Cholecystokinin inhibits gastric acid secretion through type "A" cholecystokinin receptors and somatostatin in rats.

作者信息

Lloyd K C, Raybould H E, Walsh J H

机构信息

Research Service, Department of Veterans Affairs, Los Angeles, California.

出版信息

Am J Physiol. 1992 Sep;263(3 Pt 1):G287-92. doi: 10.1152/ajpgi.1992.263.3.G287.

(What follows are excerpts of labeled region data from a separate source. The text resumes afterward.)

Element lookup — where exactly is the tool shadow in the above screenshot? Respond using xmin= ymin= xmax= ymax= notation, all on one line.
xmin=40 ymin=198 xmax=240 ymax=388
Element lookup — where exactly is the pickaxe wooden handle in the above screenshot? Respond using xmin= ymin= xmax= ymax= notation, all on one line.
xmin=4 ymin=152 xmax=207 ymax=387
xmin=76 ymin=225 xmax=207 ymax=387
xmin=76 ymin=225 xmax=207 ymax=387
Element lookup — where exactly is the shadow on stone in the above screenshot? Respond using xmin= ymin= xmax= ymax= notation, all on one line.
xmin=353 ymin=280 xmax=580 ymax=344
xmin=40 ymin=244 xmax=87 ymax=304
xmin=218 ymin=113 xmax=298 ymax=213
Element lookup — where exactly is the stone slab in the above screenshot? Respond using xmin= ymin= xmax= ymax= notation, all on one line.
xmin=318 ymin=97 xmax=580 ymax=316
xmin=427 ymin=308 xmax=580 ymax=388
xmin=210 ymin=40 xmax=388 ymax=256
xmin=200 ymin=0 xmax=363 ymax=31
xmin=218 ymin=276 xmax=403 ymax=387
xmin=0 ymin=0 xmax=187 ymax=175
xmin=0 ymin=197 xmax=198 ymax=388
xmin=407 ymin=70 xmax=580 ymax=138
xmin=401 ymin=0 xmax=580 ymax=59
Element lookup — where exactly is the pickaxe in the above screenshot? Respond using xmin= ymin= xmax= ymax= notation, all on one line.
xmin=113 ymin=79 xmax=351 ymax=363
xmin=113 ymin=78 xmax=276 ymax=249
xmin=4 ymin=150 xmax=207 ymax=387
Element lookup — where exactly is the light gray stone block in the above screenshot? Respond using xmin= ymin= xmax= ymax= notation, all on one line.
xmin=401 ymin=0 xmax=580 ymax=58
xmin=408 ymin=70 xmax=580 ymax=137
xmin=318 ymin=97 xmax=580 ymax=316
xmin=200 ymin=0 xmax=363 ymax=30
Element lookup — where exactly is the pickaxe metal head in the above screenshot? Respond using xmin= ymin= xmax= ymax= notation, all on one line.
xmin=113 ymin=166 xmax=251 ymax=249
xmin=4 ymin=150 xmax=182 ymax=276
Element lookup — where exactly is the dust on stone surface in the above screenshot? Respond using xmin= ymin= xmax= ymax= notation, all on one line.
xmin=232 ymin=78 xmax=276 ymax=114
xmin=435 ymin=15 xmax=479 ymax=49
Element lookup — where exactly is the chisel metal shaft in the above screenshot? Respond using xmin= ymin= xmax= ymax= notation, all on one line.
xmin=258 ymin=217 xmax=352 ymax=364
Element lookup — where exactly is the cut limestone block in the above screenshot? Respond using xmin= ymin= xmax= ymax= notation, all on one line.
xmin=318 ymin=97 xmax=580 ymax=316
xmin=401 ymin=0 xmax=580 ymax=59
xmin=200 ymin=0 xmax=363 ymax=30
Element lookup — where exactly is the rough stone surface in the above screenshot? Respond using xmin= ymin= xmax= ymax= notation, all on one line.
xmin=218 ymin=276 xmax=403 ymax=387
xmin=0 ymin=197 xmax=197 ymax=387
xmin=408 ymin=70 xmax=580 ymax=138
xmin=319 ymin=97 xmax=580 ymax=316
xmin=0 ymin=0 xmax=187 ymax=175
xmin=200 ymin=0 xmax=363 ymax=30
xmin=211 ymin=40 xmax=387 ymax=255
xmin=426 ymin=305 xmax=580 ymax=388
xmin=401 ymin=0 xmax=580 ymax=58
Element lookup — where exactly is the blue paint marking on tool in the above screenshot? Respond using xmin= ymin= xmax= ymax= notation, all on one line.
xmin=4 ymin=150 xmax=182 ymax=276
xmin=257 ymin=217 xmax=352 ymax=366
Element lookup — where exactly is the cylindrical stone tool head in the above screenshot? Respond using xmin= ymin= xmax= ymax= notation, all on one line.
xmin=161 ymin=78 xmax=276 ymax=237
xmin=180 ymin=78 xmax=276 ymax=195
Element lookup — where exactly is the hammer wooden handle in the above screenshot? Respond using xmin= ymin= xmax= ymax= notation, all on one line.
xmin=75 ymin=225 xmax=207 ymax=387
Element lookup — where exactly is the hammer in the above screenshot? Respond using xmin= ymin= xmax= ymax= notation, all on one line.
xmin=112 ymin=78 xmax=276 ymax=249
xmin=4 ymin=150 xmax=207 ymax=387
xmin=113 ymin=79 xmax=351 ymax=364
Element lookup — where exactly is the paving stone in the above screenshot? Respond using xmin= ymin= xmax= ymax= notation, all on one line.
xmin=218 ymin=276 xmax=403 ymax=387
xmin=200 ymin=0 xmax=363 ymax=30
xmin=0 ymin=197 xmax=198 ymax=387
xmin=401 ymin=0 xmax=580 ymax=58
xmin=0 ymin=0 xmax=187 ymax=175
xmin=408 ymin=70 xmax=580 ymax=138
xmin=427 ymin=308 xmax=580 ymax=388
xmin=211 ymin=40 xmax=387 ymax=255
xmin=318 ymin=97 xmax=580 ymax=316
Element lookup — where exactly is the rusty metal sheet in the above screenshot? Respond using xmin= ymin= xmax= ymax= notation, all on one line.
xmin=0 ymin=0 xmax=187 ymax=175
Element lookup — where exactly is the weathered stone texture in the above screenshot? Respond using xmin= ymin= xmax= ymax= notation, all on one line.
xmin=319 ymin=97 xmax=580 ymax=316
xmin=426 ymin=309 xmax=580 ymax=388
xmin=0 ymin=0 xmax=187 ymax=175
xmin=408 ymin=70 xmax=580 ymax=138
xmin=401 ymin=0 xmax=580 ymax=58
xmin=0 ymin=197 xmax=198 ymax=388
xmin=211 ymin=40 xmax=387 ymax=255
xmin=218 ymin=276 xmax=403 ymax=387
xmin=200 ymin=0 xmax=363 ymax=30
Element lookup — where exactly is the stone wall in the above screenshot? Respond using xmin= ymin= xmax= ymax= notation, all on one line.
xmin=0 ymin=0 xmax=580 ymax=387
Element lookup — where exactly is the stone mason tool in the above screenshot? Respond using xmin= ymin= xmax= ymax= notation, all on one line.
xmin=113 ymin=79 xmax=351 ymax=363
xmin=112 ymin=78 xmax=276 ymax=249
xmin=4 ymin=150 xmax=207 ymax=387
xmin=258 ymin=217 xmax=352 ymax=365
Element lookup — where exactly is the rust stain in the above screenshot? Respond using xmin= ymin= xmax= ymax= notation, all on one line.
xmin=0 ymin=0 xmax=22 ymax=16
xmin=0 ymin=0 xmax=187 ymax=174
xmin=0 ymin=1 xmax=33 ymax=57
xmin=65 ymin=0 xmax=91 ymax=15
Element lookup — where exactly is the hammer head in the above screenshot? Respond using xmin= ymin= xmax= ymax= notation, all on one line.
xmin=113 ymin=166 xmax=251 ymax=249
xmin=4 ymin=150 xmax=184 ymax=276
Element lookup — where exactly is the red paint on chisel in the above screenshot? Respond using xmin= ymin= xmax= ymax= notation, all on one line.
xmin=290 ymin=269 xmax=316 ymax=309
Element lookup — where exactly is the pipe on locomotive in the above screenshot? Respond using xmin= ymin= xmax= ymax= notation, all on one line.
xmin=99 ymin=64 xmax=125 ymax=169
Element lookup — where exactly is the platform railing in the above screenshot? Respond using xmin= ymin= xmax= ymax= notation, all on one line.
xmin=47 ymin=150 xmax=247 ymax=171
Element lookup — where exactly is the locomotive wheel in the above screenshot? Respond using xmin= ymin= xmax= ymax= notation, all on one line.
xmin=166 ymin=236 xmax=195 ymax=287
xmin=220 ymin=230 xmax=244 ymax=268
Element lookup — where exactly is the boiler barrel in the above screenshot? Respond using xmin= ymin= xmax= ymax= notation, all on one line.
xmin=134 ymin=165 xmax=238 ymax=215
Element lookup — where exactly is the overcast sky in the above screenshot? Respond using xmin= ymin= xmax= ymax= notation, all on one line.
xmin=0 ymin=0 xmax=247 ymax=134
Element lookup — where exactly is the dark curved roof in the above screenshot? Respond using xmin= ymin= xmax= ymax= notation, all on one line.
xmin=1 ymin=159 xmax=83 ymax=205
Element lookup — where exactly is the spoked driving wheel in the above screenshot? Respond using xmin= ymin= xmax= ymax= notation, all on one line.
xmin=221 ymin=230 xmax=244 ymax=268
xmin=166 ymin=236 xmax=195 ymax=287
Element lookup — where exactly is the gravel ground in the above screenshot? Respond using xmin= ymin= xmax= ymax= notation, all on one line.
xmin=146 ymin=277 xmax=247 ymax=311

DOI:10.1152/ajpgi.1992.263.3.G287
PMID:1357976
Abstract

The purpose of this study was to determine whether selective antagonism of type "A" cholecystokinin (CCK) receptors blocks inhibition of gastric acid secretion produced by CCK and whether this inhibition is mediated through either a somatostatin-dependent pathway or a vago-vagal reflex. Intravenous infusion of CCK (0.04-10 nmol.kg-1.h-1) dose dependently inhibited pentagastrin-stimulated gastric acid secretion in urethan-anesthetized rats, with a 50% inhibitory dose of 0.9 nmol.kg-1.h-1 and a maximum inhibition of approximately 50%. Blockade of type A CCK receptors using the selective type A receptor antagonist MK-329 completely reversed the inhibitory effect produced by a maximal dose (4 nmol.kg-1.h-1) of CCK. Immunoneutralization of endogenous somatostatin by administration of somatostatin monoclonal antibody abolished the inhibition produced by CCK. Concentrations of somatostatin in portal venous plasma were significantly increased after CCK administration; the increase in somatostatin was blocked by pretreatment with MK-329. In contrast, CCK-induced inhibition of gastric acid secretion was unaltered after perivagal capsaicin treatment. These results indicate that CCK inhibits gastric acid secretion in rats by activation of type A CCK receptors and through release of endogenous somatostatin.

摘要

本研究的目的是确定“A”型胆囊收缩素(CCK)受体的选择性拮抗作用是否能阻断CCK对胃酸分泌的抑制,以及这种抑制是否通过生长抑素依赖性途径或迷走-迷走反射介导。在乌拉坦麻醉的大鼠中,静脉输注CCK(0.04 - 10 nmol·kg⁻¹·h⁻¹)剂量依赖性地抑制五肽胃泌素刺激的胃酸分泌,半数抑制剂量为0.9 nmol·kg⁻¹·h⁻¹,最大抑制率约为50%。使用选择性A型受体拮抗剂MK - 329阻断A型CCK受体,可完全逆转最大剂量(4 nmol·kg⁻¹·h⁻¹)CCK产生的抑制作用。通过给予生长抑素单克隆抗体对内源性生长抑素进行免疫中和,消除了CCK产生的抑制作用。给予CCK后,门静脉血浆中生长抑素的浓度显著升高;生长抑素的升高被MK - 329预处理所阻断。相反,在迷走神经周围给予辣椒素后,CCK诱导的胃酸分泌抑制作用未改变。这些结果表明,CCK通过激活A型CCK受体并释放内源性生长抑素来抑制大鼠胃酸分泌。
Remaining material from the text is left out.